We therefore conclude that the Commissioner did not err in allowing no exclusions with reference to gifts of income. In fact, in petitioner’s gift tax returns for 1938, both original and as amended in 1945, the gifts listed (so far as concerns the trust of November 16, 1938), were of stock, and exclusions were deducted therefrom with no reference to gifts of income. It appears, therefore, that the petitioner did not, in the gift tax returns, actually claim exclusions based upon income. Our opinion, however, is not based upon the form of claim in the return, but upon lack of proof of value.

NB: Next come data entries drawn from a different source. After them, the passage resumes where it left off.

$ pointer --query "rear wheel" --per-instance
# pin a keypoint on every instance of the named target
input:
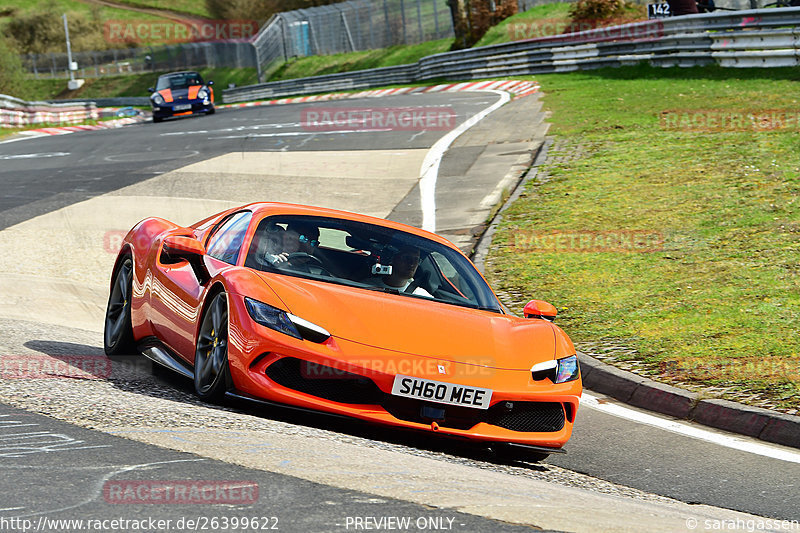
(118, 334)
(211, 372)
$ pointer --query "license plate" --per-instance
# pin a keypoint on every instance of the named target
(440, 392)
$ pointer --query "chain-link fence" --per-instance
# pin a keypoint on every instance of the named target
(351, 26)
(147, 59)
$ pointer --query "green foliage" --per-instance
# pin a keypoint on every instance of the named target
(37, 32)
(260, 10)
(12, 74)
(592, 10)
(721, 293)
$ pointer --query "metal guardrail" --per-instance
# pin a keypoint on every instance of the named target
(15, 112)
(121, 101)
(748, 38)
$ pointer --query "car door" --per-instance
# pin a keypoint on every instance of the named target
(177, 292)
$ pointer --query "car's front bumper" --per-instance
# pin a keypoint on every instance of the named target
(351, 379)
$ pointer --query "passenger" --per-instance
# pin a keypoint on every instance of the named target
(297, 238)
(403, 265)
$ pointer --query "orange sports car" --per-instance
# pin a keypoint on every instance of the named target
(181, 93)
(345, 314)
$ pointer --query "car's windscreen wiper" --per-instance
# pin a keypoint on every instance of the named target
(382, 289)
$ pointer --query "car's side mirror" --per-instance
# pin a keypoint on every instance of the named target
(177, 247)
(183, 246)
(540, 309)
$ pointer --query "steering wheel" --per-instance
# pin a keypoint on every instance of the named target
(303, 255)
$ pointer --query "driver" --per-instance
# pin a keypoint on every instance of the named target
(298, 238)
(404, 265)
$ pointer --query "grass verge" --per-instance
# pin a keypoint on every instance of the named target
(384, 57)
(712, 299)
(132, 85)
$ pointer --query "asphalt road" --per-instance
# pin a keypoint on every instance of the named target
(58, 477)
(41, 175)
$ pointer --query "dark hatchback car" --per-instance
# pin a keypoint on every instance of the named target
(181, 93)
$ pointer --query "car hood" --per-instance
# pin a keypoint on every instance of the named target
(417, 326)
(180, 94)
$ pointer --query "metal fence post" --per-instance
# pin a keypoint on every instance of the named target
(419, 21)
(435, 19)
(389, 38)
(403, 19)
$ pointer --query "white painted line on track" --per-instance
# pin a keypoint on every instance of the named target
(24, 136)
(682, 428)
(34, 156)
(299, 133)
(430, 166)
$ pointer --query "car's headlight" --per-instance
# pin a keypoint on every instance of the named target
(568, 369)
(559, 371)
(284, 322)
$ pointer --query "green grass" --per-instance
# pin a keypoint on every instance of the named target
(59, 7)
(718, 304)
(192, 7)
(133, 85)
(545, 21)
(385, 57)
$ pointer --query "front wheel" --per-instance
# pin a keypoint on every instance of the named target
(211, 371)
(507, 454)
(118, 332)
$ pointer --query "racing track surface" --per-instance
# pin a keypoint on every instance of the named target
(65, 199)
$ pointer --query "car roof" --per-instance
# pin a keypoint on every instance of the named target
(279, 208)
(169, 74)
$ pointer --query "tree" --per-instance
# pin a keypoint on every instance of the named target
(260, 10)
(473, 18)
(12, 73)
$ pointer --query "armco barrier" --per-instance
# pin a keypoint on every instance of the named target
(747, 38)
(16, 113)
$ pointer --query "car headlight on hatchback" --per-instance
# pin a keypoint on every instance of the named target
(286, 323)
(558, 370)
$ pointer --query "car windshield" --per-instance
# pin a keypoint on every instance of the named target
(181, 80)
(369, 257)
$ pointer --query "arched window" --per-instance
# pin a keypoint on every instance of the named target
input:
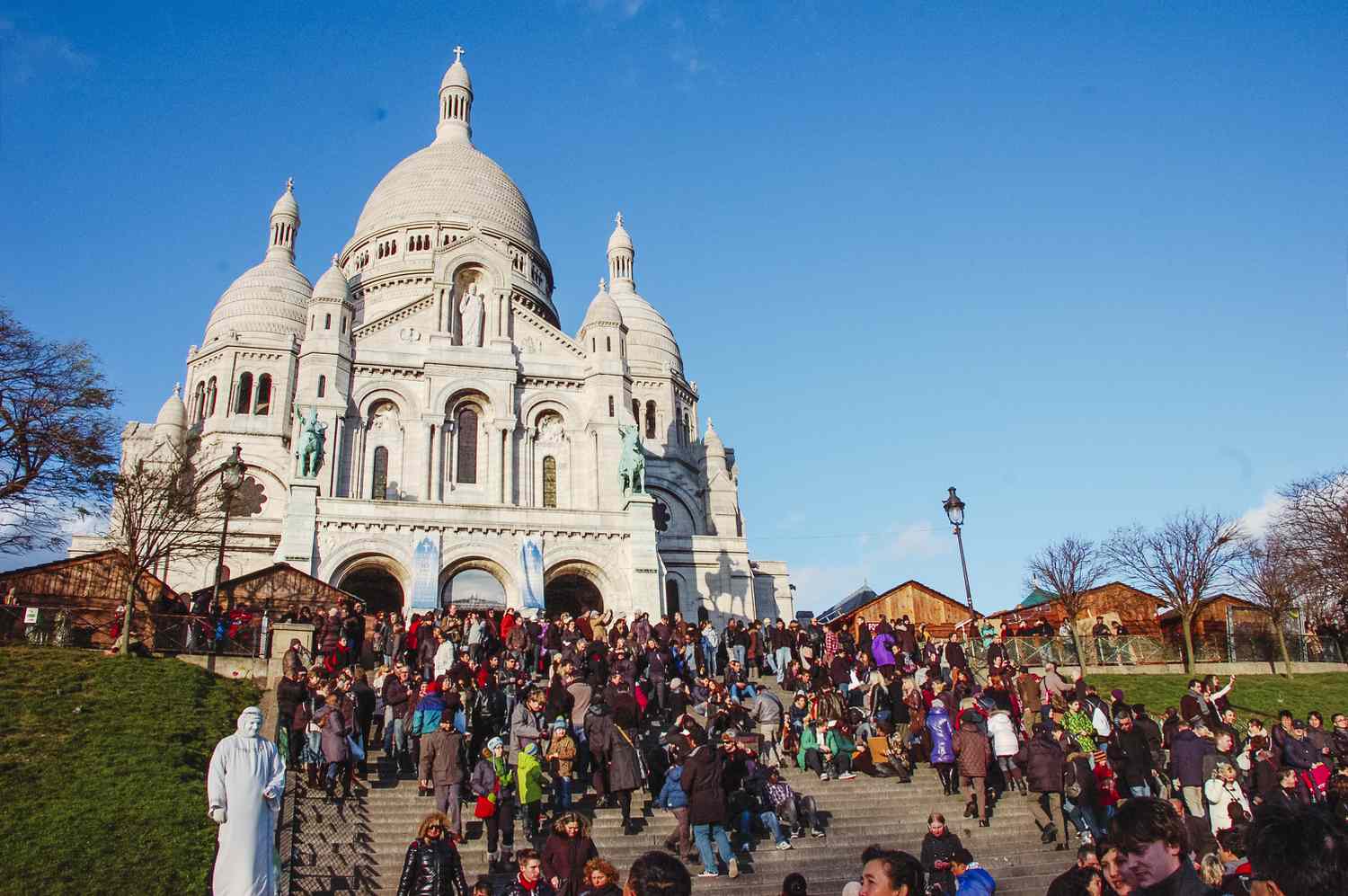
(466, 423)
(549, 481)
(379, 477)
(262, 404)
(243, 399)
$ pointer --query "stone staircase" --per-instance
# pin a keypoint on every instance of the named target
(358, 847)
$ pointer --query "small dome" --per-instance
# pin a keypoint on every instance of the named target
(286, 204)
(271, 297)
(173, 413)
(620, 239)
(650, 342)
(332, 286)
(712, 441)
(456, 75)
(603, 309)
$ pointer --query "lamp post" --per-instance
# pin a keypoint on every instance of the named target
(231, 477)
(953, 508)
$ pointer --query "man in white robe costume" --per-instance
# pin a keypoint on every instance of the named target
(244, 785)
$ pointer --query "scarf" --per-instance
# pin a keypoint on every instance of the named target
(504, 779)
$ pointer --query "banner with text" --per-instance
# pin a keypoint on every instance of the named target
(426, 574)
(531, 567)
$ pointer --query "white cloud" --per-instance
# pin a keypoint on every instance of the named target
(29, 56)
(1256, 520)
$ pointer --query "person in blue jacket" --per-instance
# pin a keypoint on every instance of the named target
(673, 798)
(971, 880)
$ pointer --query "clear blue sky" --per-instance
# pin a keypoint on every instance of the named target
(1086, 264)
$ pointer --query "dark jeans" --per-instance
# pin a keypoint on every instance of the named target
(501, 823)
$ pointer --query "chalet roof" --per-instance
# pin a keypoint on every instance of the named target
(263, 572)
(854, 601)
(1231, 599)
(67, 562)
(1038, 597)
(863, 597)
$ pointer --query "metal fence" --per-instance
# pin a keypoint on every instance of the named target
(1167, 647)
(92, 626)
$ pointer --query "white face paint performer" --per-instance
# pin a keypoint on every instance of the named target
(244, 785)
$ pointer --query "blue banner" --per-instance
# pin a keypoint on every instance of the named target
(531, 566)
(426, 574)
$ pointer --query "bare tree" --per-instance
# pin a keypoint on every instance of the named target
(1069, 569)
(57, 437)
(1267, 578)
(1313, 529)
(164, 507)
(1184, 562)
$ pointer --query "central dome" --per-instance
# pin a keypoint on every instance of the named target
(448, 182)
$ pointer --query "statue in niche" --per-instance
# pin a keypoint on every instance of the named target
(471, 317)
(310, 451)
(631, 465)
(550, 430)
(244, 785)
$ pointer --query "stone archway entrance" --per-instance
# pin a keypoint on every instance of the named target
(572, 593)
(377, 586)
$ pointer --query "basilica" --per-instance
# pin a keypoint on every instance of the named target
(420, 429)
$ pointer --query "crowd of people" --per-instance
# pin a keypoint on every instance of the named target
(512, 718)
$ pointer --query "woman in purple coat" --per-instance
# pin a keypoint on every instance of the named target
(333, 731)
(943, 745)
(882, 648)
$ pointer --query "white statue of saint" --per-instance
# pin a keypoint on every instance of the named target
(471, 317)
(244, 785)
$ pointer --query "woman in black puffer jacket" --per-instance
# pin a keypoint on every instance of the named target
(433, 866)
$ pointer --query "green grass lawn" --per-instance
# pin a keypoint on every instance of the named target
(102, 767)
(1258, 696)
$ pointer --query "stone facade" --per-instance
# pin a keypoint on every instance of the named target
(452, 406)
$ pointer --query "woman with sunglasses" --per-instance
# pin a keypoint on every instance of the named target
(433, 866)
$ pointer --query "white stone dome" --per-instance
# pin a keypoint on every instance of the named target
(332, 286)
(448, 182)
(173, 413)
(603, 309)
(650, 342)
(267, 298)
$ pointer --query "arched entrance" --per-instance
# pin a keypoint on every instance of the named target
(377, 586)
(572, 593)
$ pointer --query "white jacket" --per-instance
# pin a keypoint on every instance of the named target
(1219, 795)
(1003, 733)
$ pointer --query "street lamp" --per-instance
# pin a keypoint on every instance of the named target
(953, 508)
(231, 477)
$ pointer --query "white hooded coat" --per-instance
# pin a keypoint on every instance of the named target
(244, 785)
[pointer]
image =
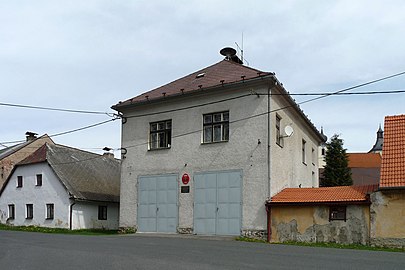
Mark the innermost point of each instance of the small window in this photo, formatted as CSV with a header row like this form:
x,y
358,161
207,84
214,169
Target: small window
x,y
337,213
50,209
313,156
102,212
30,211
216,127
278,130
304,160
160,134
39,180
11,211
19,181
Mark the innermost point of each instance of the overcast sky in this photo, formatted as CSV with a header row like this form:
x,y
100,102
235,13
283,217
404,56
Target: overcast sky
x,y
88,55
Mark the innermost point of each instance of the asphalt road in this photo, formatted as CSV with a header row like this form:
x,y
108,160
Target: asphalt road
x,y
24,250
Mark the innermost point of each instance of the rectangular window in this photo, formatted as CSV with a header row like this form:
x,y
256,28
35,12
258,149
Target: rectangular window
x,y
216,127
39,180
337,213
50,209
278,132
160,134
30,211
11,211
19,181
313,156
102,212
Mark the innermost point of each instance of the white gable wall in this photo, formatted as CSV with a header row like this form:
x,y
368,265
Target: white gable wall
x,y
51,192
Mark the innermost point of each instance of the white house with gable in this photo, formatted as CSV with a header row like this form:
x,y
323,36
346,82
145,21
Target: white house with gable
x,y
62,187
203,153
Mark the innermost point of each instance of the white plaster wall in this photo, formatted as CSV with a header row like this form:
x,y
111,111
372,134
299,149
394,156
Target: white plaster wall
x,y
51,191
188,155
85,216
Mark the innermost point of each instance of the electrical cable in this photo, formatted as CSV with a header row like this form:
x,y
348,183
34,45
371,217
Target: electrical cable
x,y
52,109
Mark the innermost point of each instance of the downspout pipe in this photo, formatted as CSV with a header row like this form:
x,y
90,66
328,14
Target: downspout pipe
x,y
71,216
268,210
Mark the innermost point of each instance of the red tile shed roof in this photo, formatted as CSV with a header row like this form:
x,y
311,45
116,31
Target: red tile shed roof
x,y
393,159
364,160
223,72
340,194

Decision will he entered for the respondent. 
      
       SEC. 1000. IMPOSITION OB' TAX.
      (e) Certain Discretionary Trusts. — In the case of property in a trust created prior to January 1, 1939, if on and after January 1, 1939, no power to revest title to such property in the grantor could be exercised either by the grantor alone, or by the grantor in conjunction with aifr other person not having a substantial adverse interest in the disposition of such property or the income therefrom, then a relinquishment by the grantor on or after January 1, 1940, and prior to January 1, 1945, of power or control with respect to the distribution of such property or the income therefrom by an exercise or other termination of such power of control shall not be deemed a transfer of property for the purposes of this chapter. If such property was transferred in trust, the grantor not retaining such power to revest title thereto in himself, or if such power to revest title to such property in the grantor was relinquished, while a law was in effect imposing a tax upon the transfer of property by gift, this subsection shall apply only if (1) gift tax was paid with respect to such transfer or relinquishment, and not credited or refunded, or a gift tax return was made within the time prescribed on account of such transfer or relinquishment but no gift tax was paid with respect to such transfer or relinquishment because of the deductions and exclusions claimed on such return, and (2) the grantor consents, in accordance with regulations prescribed by the Commissioner with the approval of the Secretary, for all purposes of this chapter to treat such transfer or relinquishment in the calendar year in which effected, and for all periods thereafter, as having been a transfer of property subject to tax under this chapter. This subsection shall not apply to any payment or other disposition of income occurring prior to the termination of power or control with respect to the future disposition of income from the trust property.
      SEC. 1003. NET GIFTS.
      (b) Exclusions from Gifts.—
      (1) Gifts prior to 1939. — In the case of gifts (other than of future interests in property) made to any person by the donor during the calendar year 1938 and previous calendar years, the first $5,000 of such gifts to such person shall not, for the purposes of subsection (a), be included in the total amount of gifts made during such year.